Mosley-Thompson specializes in the polar regions (both Arctic and Antarctic) while Thompson scours temperate and equatorial mountains in his quest for icy records. The team has built up a “frozen history of the Earth,” which they store at Ohio State University, home base for their research. This library of the Earth’s climate has helped the duo document the environmental connections between the low and high latitudes, yielding new information on how human activities may modify those connections.

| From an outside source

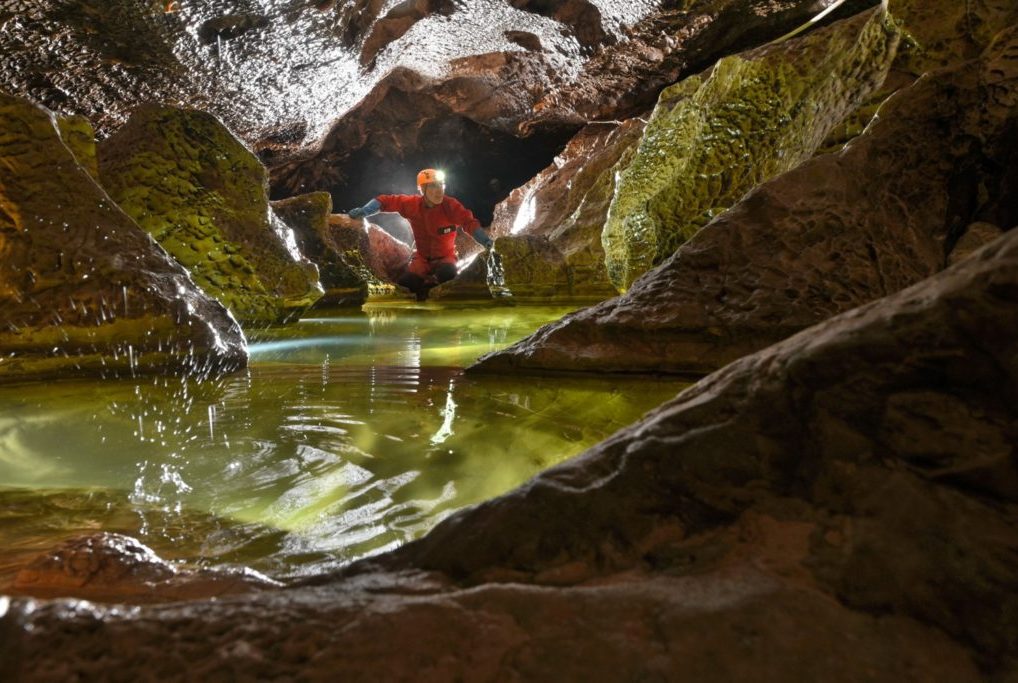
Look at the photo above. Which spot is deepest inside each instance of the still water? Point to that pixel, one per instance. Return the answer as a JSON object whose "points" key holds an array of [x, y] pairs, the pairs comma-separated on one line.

The team has extracted ice cores from some of the most inhospitable places on the planet, using both high-tech equipment and remarkably modest means. Mosley-Thompson uses specialized drilling equipment to probe Antarctic glaciers, whereas Thompson has retrieved samples from Kilimanjaro using a hot-air balloon and from the highlands of Tibet using yaks. In 1992, Thompson crossed the Gobi of Mongolia, terrain once frequented by the namesake of the Andrews award. During his trip Thompson hauled ice cores across the desert using ancient trucks; when the vehicles broke down, he used ice cream to cool his precious samples. Even when technology performs flawlessly, an added sense of urgency accompanies Thompson’s work: many of the prime icy records of climate in the equatorial mountains are vanishing at an alarming pace due to global warming.
Both explorers are well published in the scientific literature, but they also appreciate the importance of educating the pubic about current and future climate change and the effect of that change on our lives. Works of popular science (such as Thin Ice, by Mark Bowen, 2005) have helped publicize their research. In addition, Thompson entered the headlines in recent years when he called attention to the shrinking ice cap atop an African peak immortalized by Ernest Hemingway. Thompson predicted that the famed “snows of Kilimanjaro” will vanish by 2020.